New York Times: David Duchovny’s Truth Is Out There, Between Covers

New York Times: David Duchovny’s Truth Is Out There, Between Covers

New York Times interviews David Duchovny about the inspirations behind his new novel, Miss Subways.

By Maureen Dowd | April 28, 2018
I’m a sucker for a man who reads Yeats. So I’m bound to like a man who bases his novel on an obscure Yeats play.
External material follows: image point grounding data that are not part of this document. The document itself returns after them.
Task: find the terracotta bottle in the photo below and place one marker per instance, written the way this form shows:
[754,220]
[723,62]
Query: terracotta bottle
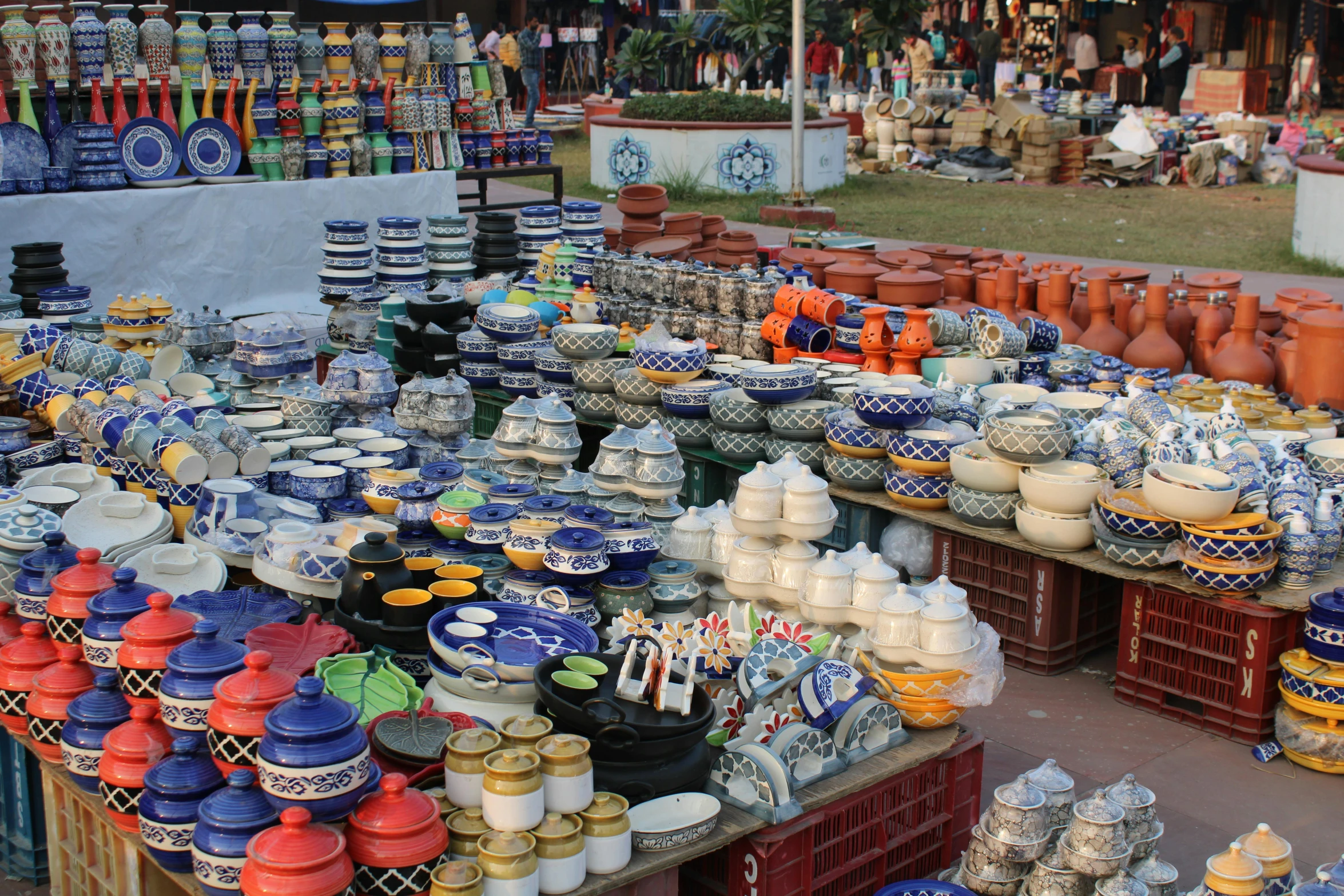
[1101,335]
[1243,360]
[1154,347]
[1058,298]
“When I was at Yale in graduate school, a friend of mine brought me to see a play that the undergraduates were doing and it was ‘The Only Jealousy of Emer,’” David Duchovny recalls one rainy day over lattes at Tavern on the Green. “It’s a verse play, so it’s kind of unwatchable. But I got the gist of it, which was a very cool wager about love, and it stayed with me forever.”

Naturally, since this is Fox Mulder of “The X-Files,” there’s a supernatural element and a parallel universe. And since this is also Hank Moody of “Californication,” there’s some drinking and womanizing, too.

In the Ulster Cycle of Irish mythology, Emer and the warrior hero Cu Chulainn fall in love and marry after trading cryptic riddles.

The Yeats play conjures a moment when Cu Chulainn inadvertently kills his own son in battle and then, distraught, begins fighting “the deathless sea” and almost drowns. A demonic Irish fairy, called a Sidhe, appears and offers Emer a cruel bargain: If she gives up her fondest hope that the warrior will tire of his mistress — also at his sickbed — and grow old with her, the fairy will let Cu Chulainn live.

“He’ll never sit beside you at the hearth,” the Sidhe tells Emer, “Or make old bones, but die of wounds and toil, on some far shore or mountain, a strange woman beside his mattress.”